Skip to content

Setting up a CI/CD Pipeline from scratch

This guide will help you to set up a CI/CD pipeline from scratch for a Python project building an image and pushing it to Docker

This article is written by Edgar Ochoa, Data Engineer at Devoteam G Cloud

A CI/CD pipeline is vital in modern software development to ensure that code is shipped quickly and facilitate all the steps to release. This pipeline ensures that all steps needed for pushing the code to a production environment are done in a repeatable manner.

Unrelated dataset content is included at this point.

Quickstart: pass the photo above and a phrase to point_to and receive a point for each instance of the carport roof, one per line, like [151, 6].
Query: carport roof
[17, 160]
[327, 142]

The goal is to have a functional CI/CD pipeline that will do some validations even before code is pushed to a git repository and once it is in the master branch our docker image will be pushed automatically to a container registry in GCP. This guide will help you to set up a CI/CD pipeline from scratch for a python project building an image and pushing it to  Docker

For python it is possible to use poetry, this is a package and dependent manager the same as it will work with pip or cond but it has some advantages that allow us to create our project using it as a cookie cutter. To install poetry you can follow the guide here

Another tool that will be used is the pre-commits. The pre-commits allow you to run some verifications even before you are allowed to perform a commit from your local machine, this saves time when enforcing best practices and following some code guidelines. This is the guide to installing pre-commit

Table of content

  • Local Setup
    • Initialize our git repository
    • Set up the folder structure
    • Set up pre-commit
    • Create our gitignore file
    • Adding python code to our repository
    • Creating a test for our function
    • Docker image setup
  • CI/CD Pipeline in GCP
    • Setting up Source Repository in GCP
    • Artifact Registry
    • Cloud Build set up
    • Cloud source Trigger
    • Pushing to Cloud Source repository
  • Conclusion

Local Setup

In this chapter, we will be going through the setup of all the local requirements to ensure that our code is clean before pushing it to a git repository. We will set up pre-commits, pytests, and basic project structure.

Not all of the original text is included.